Left: 100% crop before noise reduction; right, after.

Click here to see the full-res image

Just as Photoshop can fix red-eye and a wonky horizon, software can also fix the noise: it's just a matter of processing power. With phone processors now routinely quad-core monsters like those packed into the Samsung Galaxy S4 and Lumia 1520, processing power is abundant – and image processing, historically a task out of reach of mobile devices, is now pretty simple.

Nokia has been "building its own propriety imaging algorithms", and it's now even added support for the lossless RAW image format, which is far more friendly to post-processing on computers. Hopefully, that means upcoming smartphones will hit higher ISO levels with less noise, all meaning there's a better chance of you getting a half-decent selfie in the next bar you choose to frequent.

Across the board, then, there's no indication of the low-light improvements slowing down.
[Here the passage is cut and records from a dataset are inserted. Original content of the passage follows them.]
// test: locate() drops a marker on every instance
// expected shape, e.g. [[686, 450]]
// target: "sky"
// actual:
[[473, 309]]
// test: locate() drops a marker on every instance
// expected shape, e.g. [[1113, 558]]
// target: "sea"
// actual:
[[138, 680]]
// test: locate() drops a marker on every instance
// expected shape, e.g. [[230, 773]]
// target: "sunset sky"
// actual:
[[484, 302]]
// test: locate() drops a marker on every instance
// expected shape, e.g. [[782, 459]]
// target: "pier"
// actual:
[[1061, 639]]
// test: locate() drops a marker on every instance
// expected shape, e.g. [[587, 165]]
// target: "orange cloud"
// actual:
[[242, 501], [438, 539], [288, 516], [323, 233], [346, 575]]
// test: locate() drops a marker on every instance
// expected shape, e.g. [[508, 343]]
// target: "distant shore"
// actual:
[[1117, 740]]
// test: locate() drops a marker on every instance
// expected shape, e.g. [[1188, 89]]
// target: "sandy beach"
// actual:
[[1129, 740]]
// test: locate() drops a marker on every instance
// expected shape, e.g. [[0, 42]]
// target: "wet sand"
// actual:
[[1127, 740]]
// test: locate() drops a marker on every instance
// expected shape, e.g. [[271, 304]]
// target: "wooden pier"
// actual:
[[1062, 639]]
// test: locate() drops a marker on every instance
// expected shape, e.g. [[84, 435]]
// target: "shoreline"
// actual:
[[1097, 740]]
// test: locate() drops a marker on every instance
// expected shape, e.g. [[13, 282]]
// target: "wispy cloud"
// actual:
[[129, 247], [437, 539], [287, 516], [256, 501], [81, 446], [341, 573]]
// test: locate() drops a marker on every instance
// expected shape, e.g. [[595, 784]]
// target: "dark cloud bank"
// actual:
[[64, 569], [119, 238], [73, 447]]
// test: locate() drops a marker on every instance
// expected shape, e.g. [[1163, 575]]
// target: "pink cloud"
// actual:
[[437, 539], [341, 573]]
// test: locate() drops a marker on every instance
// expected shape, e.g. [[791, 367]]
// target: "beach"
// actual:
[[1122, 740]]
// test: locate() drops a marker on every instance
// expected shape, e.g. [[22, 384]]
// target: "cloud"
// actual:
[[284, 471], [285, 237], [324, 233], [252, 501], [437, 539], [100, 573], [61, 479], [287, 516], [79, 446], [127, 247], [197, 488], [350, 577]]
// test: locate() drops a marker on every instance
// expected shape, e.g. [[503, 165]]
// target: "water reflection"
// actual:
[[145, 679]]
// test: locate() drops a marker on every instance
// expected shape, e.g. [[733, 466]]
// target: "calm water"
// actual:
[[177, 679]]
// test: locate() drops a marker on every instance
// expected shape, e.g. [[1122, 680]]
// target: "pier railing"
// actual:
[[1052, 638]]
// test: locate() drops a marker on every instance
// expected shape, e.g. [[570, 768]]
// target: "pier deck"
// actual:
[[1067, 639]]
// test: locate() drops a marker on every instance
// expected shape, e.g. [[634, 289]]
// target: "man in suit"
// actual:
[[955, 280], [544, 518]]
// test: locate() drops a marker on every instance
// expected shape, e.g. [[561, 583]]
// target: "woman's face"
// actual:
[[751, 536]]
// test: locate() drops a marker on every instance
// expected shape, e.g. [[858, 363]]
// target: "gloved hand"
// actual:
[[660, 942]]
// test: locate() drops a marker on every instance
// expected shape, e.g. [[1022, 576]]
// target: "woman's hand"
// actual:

Although some things – like the size of the aperture – are almost as good as they can physically get, there's constant improvement across the board, all minor changes that promise major rewards in the near future.

According to Nokia, "The overall image quality is the combination of all these things coming together, and we continue to work hard and push the boundaries in all of these areas".

But with the best cameras still costing thousands of pounds, not to mention being larger than a whole flock of iPhones, the challenge is reducing these breakthroughs down to a size – and more importantly, price – where they can be crammed into our pockets.